At a minimum, you should do marriage counseling BEFORE you get married. If she can’t find some way of forgiving the small things, you are doomed. Sorry, that is an absolute. I absolutely would not marry someone who carries around a list of ‘wrongs’ like this. They will make you miserable because they hold a grudge.

Not even being ‘perfect’ will work because....... you are human I assume; This means you will most assuredly make mistakes small and big in your life. Perfection in life is impossible; Its messy. If she’s going to hold onto them like that, over time, she’ll be carrying a lot of baggage and holding it over your head. It only grows. There will be zero respect because in her mind, you have continually screwed up and won’t ever be anything more than a sum of your mistakes. Do you really want that? I could play it out for you.... But the bottom line is there isn’t a happy ending in it.


----------



## His_Pixie (Jan 29, 2012)

Bah. That's ridiculous. And you know it or you wouldn't have posted this. You will never be perfect and you will always be crawling to her, abasing yourself. Really...is it worth it?


----------



## Hicks (Jan 14, 2011)

adapting said:


> Here's how our arguments usually resolve themselves. We argue, I talk about what I can do to make up, I try to comfort her, she blows me off, I talk to her about forgiveness, she acts unforgiving, I break down and cry because I feel like a failure and a disappointment, she doesn't do anything to comfort me, we end up just dropping it because she says it's done and she has what she wants, she goes about her business, I feel ****ty for the next few hours sometimes until the next day, she doesn't do anything to let me know things are alright, she says she never forgets and never forgives and we were never not alright, she's alright I feel terrible beyond what I believe is necessary for what I have done.
> 
> I don't understand how someone can hold so much unforgiveness on their shoulders.
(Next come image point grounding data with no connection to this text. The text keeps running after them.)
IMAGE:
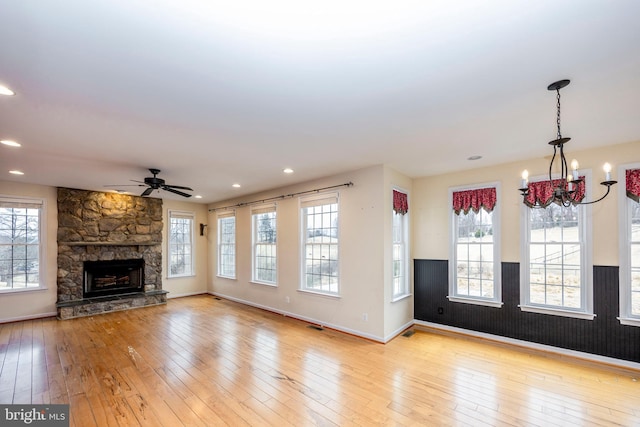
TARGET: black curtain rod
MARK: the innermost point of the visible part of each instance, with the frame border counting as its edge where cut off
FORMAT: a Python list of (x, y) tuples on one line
[(284, 196)]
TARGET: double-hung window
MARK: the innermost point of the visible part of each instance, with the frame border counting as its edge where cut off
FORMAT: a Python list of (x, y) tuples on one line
[(630, 247), (227, 245), (263, 220), (400, 251), (21, 244), (320, 237), (180, 243), (474, 262), (555, 275)]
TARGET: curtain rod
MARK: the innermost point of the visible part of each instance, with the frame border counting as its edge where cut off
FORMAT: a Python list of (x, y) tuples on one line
[(283, 196)]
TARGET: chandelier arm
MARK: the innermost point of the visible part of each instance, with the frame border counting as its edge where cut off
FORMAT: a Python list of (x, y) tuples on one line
[(608, 184)]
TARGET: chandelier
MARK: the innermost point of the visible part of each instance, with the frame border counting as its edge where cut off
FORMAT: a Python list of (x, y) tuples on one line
[(568, 189)]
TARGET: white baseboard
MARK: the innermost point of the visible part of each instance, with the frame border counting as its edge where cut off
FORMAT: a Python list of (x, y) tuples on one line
[(172, 295), (534, 346), (29, 317), (303, 318)]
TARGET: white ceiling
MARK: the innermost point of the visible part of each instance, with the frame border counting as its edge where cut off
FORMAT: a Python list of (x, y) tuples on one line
[(215, 94)]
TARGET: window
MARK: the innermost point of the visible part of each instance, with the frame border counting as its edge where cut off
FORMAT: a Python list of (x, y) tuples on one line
[(264, 244), (400, 258), (474, 262), (555, 273), (227, 245), (630, 247), (21, 244), (320, 244), (180, 243)]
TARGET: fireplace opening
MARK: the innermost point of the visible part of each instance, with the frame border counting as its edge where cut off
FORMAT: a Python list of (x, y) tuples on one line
[(113, 277)]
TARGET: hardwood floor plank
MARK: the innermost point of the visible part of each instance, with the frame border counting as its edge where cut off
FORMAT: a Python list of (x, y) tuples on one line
[(201, 361)]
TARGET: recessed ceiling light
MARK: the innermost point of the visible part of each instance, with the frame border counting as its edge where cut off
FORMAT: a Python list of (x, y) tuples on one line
[(6, 91), (10, 143)]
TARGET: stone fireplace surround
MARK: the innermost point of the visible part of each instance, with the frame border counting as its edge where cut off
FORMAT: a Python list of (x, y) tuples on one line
[(96, 226)]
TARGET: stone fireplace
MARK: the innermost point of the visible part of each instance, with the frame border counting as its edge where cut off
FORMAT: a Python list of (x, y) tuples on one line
[(109, 252)]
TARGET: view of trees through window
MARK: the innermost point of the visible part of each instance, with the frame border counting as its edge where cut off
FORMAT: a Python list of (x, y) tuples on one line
[(635, 257), (474, 254), (265, 247), (227, 246), (180, 245), (321, 248), (19, 247), (554, 257)]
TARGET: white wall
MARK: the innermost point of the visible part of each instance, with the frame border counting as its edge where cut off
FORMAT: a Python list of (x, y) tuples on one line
[(363, 282), (31, 304), (398, 315), (191, 285)]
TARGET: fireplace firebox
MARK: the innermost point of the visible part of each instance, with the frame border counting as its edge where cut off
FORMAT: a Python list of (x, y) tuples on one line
[(113, 277)]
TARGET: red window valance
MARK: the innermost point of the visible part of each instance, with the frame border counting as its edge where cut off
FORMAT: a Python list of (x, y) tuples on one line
[(474, 200), (633, 184), (400, 202), (541, 192)]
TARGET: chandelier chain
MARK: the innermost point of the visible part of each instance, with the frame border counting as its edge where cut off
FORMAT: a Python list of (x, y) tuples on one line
[(558, 116)]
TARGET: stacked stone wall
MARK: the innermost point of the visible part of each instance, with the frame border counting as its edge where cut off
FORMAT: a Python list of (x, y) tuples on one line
[(97, 226)]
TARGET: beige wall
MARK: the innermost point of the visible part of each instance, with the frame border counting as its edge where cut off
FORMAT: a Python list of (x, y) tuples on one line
[(38, 303), (431, 213), (364, 282), (196, 284), (397, 314)]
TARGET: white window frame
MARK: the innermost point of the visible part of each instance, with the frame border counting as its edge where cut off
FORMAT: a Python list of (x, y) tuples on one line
[(188, 247), (625, 238), (454, 296), (256, 211), (222, 216), (400, 241), (34, 203), (322, 199), (586, 260)]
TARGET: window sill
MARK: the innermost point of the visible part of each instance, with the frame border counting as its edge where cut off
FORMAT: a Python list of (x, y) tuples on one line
[(476, 301), (321, 294), (20, 290), (273, 285), (558, 312), (400, 297), (629, 321)]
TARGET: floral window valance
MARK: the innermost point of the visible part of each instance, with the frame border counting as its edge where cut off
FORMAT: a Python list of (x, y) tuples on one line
[(474, 200), (400, 202), (633, 184), (541, 193)]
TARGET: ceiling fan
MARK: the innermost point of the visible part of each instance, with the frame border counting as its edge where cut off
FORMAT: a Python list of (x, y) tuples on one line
[(155, 183)]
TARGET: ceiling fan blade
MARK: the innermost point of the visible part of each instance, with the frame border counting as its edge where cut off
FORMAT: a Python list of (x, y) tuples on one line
[(167, 188), (179, 187)]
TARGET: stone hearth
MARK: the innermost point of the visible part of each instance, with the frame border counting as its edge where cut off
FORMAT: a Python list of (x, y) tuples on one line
[(96, 226)]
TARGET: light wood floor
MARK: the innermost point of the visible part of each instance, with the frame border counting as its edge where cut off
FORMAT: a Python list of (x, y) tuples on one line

It has nothing to do with a policy of unforgiveness. It is how she dominates you. And it clearly works very well for her, so she will not change one bit, until you stop buying into it. 

What you describe is a recipe for disaster in marriage, but you can fix it by standing up for yourself and not being a puppy dog that tries to cry to gain her "forgiveness".


----------



## sinnister (Dec 5, 2010)

You break down and cry? You're not even married yet? Do you know how many deep and disturbing arguments you guys are going to have once the I do's are done?

You have some serious thinking to do.


----------



## C123 (Jun 20, 2012)

I am happy you asked this question and I'm sure that even though you expected them, the responses you received are not what you wanted to hear.

I will repeat the salient points: Get out now. You cannot be in a healthy relationship with this person. What now only applies to little things you do wrong will expand to everything you ever do. Nothing will be good enough...ever. You will live under this person's thumb forever and will never have any self worth. You should not be tormented like this, even 30 years into a relationship, and definitely not before the marriage has even begun. 

This person is not who you want as the mother of your children and as your partner in life. She may be beautiful, funny, great in bed, charming, etc., etc., but she is never going to be the wife you need and if she truly can't forgive, you are walking directly through the gates of hell if you choose to marry her.

Sorry, but I just needed to be as clear as possible. I've been married for 9 years, so I'm not a newlywed. Marriage does not get easier with time and these issues will only get worse. Then one day you'll wake up and resent her and your life and wonder how you ever got here. Don't ignore the advice you're getting my all of these really good people on this site.

At the very least, go see a marriage counselor first, but from what you're saying, I'm not sure she'll even agree to that. I'd make it an absolute condition of the marriage.


----------



## MPDBlues (May 26, 2012)

Non-forgiveness is not only BS but it's impossible...if she was really completely unforgiving she wouldn't be with you...or for that matter anyone else, because she would see everyone as a waist of her time...

You need to read 3 books NOW!!!!

"*No More Mister Nice Guy*", by Robert Glover...(from a quintessential former "Nice Guy")
"*The Married Mans Sex Life Primer*", by Athol Kay (as mentioned above, this one is a must, single or married)
And "*Awareness*", by Anthony De Mello...(to see the benefit or detaching yourself)

If you marry this girl as things stand right now, you will continue to be a broken little boy to her for the rest of the time SHE decides to stick around...You need to take a GIANT step towards manning up and pull a complete 180 on her...She likes to take every little thing and set blame and then not tell you what was the wrong or forgive you for it...DO THE SAME TO HER...but do so WITHOUT ANGER...I know this sounds very odd but having begun this proccess myself not too long ago I know it works...Those 3 books will be a major wake up call to your situation before you get trapped into a loveless, full or endless resentment, sexless marriage, and I mean TRAPPED!!!


----------



## Dayhiker (Mar 5, 2011)

Next!!! 

Seriously, run, do not walk away from this one. Then take the time to fix yourself as the other posters have suggested. Once you start to value yourself you won't tolerate such poor behavior and you will be able to find a woman who values and respects you.

The way I see it, if you think it's bad now, it will only get worse after you get married.


----------